Many of the lampposts sparkled in their own light; over the years, more than 60 lamp poles along St. Marks and elsewhere in the East Village have been decorated with elaborate mosaics by Jim Powers, a white-haired veteran who came back from Vietnam with PTSD and found making public art out of tiny bits of glass, ceramic, mirrors, and coins to be therapeutic.
That first night, I walked through a cloud of pot smoke, past immigrants selling hats and sunglasses on the sidewalk, past a tattoo parlor; a comic book store; a barbershop; two or three small theaters; a used bookstore with a tin ceiling; a Mexican taqueria; a noisy Irish bar; another noisy Irish bar; a couple of bakeries; a workout place; Gem Spa, the venerable newsstand that invented the egg cream; and Crif Dogs, a hot dog joint with an impressive giant hot dog jutting out above the door, "eat me" written on it in mustard-colored paint (where, I later learned, you can also enter a secret speakeasy through a phone booth).

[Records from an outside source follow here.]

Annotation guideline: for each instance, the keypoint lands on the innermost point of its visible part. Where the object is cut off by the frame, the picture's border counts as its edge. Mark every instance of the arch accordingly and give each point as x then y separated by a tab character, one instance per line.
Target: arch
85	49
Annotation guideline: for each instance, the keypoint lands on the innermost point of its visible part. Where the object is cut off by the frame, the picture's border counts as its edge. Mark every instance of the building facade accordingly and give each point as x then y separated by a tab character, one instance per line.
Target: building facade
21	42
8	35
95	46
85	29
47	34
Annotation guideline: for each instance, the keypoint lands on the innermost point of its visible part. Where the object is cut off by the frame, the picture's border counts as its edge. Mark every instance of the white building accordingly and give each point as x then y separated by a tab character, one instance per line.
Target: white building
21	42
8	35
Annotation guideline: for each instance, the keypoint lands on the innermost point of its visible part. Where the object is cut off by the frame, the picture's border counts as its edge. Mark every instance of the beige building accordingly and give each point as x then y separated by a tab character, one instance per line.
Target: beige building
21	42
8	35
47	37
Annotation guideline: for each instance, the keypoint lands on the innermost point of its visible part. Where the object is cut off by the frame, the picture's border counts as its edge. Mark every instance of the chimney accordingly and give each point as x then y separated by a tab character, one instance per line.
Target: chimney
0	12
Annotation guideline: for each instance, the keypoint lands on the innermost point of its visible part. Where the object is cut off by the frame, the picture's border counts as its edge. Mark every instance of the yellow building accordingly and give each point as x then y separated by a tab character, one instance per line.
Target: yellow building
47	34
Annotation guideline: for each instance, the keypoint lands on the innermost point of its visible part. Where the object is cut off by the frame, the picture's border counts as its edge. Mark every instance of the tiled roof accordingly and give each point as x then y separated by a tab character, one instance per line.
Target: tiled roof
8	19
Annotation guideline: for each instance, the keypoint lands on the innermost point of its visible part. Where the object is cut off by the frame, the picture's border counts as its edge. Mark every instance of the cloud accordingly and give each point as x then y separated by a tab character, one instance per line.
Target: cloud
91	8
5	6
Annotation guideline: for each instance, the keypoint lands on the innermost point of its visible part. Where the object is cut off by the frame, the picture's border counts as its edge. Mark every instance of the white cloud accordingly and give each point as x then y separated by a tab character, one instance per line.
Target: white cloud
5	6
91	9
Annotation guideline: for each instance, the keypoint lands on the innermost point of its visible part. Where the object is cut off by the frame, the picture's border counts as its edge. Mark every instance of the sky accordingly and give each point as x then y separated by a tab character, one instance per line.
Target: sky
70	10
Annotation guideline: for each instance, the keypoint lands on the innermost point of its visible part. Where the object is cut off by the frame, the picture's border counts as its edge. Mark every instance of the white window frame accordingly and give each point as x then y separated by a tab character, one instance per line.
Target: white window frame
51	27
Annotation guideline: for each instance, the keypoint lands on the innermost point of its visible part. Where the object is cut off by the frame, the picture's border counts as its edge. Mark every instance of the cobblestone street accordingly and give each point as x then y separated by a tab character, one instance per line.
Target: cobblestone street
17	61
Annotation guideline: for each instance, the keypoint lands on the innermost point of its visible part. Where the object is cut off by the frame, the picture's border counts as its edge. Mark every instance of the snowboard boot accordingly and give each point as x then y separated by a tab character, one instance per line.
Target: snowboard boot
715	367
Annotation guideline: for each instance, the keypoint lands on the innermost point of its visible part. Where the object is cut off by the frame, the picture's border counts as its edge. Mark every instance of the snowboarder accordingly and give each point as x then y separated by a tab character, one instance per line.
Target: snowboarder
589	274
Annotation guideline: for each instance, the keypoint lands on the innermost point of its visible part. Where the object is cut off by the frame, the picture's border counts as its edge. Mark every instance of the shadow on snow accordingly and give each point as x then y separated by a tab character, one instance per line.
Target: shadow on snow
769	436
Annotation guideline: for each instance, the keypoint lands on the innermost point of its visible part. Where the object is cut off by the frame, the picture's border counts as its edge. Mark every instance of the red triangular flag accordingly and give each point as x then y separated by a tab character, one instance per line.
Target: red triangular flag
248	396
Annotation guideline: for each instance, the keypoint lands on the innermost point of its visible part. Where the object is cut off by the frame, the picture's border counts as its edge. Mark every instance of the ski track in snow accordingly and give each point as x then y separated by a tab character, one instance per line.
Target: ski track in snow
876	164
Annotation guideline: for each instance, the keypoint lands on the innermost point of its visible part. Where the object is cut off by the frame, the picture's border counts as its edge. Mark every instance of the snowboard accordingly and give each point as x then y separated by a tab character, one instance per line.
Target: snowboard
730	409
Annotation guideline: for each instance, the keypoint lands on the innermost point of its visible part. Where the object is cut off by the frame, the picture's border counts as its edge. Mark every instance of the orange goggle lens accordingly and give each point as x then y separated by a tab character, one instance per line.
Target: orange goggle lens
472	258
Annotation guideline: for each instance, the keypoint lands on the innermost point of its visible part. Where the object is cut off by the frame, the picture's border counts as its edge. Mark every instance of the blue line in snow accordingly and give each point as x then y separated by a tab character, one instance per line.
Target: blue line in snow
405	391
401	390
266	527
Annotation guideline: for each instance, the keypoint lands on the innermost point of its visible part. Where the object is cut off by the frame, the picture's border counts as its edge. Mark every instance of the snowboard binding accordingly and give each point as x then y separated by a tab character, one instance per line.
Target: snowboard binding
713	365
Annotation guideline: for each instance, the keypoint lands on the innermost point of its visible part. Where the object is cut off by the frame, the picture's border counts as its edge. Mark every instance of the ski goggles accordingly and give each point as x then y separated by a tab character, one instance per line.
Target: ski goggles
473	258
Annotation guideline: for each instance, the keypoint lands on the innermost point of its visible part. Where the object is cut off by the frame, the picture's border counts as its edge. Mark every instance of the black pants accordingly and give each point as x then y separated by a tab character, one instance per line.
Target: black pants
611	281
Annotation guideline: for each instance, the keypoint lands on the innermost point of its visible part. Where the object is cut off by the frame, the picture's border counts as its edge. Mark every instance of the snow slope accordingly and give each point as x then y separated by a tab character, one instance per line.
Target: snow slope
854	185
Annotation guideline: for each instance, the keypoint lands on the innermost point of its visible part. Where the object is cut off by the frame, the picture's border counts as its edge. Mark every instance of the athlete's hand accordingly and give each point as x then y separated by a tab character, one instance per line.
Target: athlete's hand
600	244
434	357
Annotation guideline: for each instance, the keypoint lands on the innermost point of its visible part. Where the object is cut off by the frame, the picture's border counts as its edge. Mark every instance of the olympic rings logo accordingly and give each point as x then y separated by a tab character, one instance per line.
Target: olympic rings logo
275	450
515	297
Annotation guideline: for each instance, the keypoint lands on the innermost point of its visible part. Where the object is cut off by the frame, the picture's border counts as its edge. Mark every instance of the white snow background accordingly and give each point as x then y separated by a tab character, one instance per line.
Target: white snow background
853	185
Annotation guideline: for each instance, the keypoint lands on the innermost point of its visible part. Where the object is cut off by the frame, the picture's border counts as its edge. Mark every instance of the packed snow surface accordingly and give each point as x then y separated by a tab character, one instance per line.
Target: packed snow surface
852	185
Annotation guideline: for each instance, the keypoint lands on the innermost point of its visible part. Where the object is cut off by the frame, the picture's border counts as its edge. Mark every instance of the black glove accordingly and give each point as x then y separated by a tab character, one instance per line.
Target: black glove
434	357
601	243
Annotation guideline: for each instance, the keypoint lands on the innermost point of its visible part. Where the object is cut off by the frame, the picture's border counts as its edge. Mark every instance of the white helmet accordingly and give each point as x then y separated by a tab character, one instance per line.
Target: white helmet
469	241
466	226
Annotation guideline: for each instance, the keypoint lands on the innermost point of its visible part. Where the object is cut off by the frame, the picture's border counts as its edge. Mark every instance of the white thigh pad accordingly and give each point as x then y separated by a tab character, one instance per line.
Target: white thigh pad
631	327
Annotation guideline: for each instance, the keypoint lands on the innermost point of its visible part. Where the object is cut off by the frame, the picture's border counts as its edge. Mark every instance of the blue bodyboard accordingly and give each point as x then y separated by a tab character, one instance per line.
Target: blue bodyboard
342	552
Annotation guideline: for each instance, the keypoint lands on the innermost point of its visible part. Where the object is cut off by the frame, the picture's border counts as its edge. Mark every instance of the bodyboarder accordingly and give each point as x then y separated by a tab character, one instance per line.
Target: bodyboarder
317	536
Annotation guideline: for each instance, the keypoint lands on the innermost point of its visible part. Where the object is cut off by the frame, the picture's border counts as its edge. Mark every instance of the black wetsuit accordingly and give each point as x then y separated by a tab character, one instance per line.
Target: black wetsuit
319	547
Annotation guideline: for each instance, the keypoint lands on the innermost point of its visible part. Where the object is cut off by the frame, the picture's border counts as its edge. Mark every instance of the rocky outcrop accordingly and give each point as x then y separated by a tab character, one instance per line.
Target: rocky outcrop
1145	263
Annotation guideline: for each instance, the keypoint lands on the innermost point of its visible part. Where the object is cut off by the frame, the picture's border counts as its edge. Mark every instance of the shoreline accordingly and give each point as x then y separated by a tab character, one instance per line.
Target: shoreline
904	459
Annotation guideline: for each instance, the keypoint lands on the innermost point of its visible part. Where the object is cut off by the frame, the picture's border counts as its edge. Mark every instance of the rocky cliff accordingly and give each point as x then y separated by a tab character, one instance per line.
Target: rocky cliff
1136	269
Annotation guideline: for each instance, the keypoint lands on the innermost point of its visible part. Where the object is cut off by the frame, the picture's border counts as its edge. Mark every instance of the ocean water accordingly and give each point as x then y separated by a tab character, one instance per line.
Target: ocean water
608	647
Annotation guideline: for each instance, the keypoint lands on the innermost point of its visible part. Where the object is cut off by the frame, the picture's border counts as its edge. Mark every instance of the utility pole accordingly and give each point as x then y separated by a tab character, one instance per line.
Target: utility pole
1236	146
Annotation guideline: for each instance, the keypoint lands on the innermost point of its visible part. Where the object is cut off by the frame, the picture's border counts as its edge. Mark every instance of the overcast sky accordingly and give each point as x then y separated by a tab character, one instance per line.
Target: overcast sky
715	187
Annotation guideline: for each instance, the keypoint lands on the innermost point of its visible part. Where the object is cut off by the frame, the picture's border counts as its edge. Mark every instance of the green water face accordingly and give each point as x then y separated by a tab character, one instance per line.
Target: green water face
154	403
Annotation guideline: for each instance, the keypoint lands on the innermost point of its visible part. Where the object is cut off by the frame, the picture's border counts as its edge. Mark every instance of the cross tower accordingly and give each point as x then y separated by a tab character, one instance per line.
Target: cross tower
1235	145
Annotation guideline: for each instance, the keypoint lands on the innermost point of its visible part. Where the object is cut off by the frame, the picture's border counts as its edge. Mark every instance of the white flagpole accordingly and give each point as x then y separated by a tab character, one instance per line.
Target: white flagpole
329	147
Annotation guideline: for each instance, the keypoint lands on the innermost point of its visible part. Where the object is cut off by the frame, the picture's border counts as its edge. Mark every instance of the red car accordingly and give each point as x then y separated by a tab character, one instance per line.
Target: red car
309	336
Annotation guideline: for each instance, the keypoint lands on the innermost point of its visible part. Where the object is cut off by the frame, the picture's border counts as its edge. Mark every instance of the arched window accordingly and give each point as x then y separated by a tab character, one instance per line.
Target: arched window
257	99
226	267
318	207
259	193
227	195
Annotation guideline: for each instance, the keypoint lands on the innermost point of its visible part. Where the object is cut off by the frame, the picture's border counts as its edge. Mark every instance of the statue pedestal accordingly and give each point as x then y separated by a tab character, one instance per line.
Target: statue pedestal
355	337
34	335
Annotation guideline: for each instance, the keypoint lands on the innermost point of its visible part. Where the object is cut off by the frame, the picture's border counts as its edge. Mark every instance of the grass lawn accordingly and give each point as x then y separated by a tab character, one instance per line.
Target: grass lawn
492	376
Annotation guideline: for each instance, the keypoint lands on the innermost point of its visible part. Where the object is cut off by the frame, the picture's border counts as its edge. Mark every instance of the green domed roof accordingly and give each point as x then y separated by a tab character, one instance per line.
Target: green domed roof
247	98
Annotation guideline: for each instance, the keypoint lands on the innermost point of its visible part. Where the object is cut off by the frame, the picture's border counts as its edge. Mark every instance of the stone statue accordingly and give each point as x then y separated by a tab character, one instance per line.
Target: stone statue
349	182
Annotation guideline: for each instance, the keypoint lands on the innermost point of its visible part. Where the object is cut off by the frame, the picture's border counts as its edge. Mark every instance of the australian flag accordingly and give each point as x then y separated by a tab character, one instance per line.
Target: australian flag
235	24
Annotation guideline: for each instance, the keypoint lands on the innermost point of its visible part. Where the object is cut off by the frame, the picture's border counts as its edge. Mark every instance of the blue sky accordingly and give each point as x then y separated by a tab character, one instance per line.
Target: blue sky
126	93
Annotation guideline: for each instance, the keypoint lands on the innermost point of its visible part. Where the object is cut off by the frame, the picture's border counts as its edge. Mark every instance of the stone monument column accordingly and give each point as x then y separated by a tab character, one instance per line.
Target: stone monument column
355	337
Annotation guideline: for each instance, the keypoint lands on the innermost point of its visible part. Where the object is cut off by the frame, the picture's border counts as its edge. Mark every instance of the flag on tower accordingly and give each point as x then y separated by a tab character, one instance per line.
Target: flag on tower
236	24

I walked up and down those three blocks, up and down, up and down. A parade of people silently glided past wearing antlers and white-faced masks. I wanted to follow them, but they looked so magical and mysterious I just stood and watched them go.
After my first stay on St. Marks Place, I told my family and friends about my find.
They all knew about it already.
My brother used to hang out on St. Marks Place when he lived in New York in the 1970s; he felt it had been cleaned up enough in recent years to take his daughters there two years ago.
A friend told me he used to go to Wigstock, the huge end-of-summer drag festival held in Tompkins Square Park in the 1980s. Another friend wrote, "I was at St. Marks back in the '80s - they used to sell yard-sale type stuff on carpets." ("Still do," I thought.)
Tompkins Square Park may be serene now, but for decades, it was the political heart of the Village, home to protests, homeless camps, riots, and demonstrations. In 1874, more than 7,000 people filled the park, protesting unemployment, and they were routed by 1,600 policemen on horseback and swinging clubs.
In 1966, followers of Hare Krishna gathered under a spreading elm tree in the park and held the first outdoor chanting session outside of India, dancing and shaking their tambourines. That moment marked the birth of the Hare Krishna religion in the United States; the elm tree is forever known as the Krishna Tree.
In the 1980s, the park was overrun with tent cities and homeless people for years until August 1988, when the police moved in, again with clubs. The ensuing riot lasted until dawn and left hundreds of people injured and the tent city trampled to dirt.